The Court denied confirmation the Debtors’ Fourth Amended Chapter 12 plan and dismissed this family farmer’s case finding that the Debtor’s plan was not feasible under 11 U.S.C. § 1225(a). The Court found it improbable that the Debtor would have sufficient income to make all his required payments under the plan, noting the Debtor’s mistake-laden record keeping and financial projections. As the records and projected revenue and expenses were so inaccurate and unpersuasive, they did not demonstrate the Debtor’s probable compliance with the plan terms. Therefore, the Court held that the Debtor failed to carry his burden on the feasibility prong of Section 1225. The Court also denied leave to amend the plan under 11 U.S.C. § 1221 as the Debtor failed to show any reasonable likelihood of reorganization. As the Debtor had multiple opportunities to present a confirmable plan and had been unable to do so, the Court dismissed the case.

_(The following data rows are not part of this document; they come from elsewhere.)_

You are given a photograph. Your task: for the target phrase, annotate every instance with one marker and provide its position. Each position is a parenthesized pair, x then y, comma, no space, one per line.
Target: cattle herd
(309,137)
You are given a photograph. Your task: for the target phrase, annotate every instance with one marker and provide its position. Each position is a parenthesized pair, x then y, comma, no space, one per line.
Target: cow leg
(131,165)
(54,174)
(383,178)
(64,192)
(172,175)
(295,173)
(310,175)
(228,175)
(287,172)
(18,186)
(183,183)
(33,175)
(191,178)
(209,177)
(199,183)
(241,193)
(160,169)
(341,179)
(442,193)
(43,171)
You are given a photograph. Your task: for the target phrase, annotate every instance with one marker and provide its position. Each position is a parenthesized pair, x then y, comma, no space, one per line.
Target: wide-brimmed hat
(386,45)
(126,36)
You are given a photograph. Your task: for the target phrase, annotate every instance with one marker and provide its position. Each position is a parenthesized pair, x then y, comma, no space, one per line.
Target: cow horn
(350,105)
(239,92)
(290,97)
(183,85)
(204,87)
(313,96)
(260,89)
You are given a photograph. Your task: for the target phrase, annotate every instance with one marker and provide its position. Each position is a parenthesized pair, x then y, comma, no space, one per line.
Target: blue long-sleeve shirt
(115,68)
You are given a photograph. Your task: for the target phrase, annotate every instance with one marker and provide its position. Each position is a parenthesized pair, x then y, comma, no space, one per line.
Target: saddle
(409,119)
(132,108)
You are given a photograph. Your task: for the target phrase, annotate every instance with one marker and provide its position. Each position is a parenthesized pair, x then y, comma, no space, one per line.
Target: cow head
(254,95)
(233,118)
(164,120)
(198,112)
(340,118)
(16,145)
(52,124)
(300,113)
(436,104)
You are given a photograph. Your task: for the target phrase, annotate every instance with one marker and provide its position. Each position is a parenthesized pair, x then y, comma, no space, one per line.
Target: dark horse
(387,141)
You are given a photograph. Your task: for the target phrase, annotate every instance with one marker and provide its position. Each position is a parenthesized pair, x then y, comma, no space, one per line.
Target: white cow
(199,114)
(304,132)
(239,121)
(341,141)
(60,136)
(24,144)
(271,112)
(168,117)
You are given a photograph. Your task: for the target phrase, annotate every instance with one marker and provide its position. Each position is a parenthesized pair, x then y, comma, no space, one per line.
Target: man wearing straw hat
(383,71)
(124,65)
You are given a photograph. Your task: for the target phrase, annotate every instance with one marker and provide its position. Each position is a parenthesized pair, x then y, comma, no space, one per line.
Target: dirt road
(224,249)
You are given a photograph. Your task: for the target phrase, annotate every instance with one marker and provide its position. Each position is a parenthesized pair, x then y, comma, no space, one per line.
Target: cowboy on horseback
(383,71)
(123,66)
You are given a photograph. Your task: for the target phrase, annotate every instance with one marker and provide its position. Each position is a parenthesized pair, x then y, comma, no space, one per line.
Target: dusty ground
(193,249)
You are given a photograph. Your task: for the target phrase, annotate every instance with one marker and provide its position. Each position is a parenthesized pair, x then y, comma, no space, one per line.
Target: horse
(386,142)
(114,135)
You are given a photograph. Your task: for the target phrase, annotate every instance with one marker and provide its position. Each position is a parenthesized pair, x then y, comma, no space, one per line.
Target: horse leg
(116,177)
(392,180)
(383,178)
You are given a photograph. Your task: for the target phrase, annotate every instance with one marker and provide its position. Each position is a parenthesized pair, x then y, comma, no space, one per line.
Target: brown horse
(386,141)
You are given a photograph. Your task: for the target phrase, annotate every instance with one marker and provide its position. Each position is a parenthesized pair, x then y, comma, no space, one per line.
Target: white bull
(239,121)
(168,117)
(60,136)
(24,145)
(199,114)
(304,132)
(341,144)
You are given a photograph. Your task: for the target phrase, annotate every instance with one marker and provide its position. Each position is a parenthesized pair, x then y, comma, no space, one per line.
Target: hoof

The Court dismissed the Debtor's single-asset Chapter 11 case on motion of creditor under Section 1112(b) for cause as the Debtor's case was both filed in bad faith and was objectively futile. Based upon the lack of assets, equity and cash flow, and considering the structure of the ownership as a tenant-in-common ("TIC") investment vehicle with only one of multiple TICs filing for relief, the Court held that the Debtor could not propose an objectively reasonable plan of reorganization. Further, the Court found that the Debtor did not file the case in good faith as it did so to delay its largest secured creditor when its controlling member knew there was no reasonable possibility of reorganization.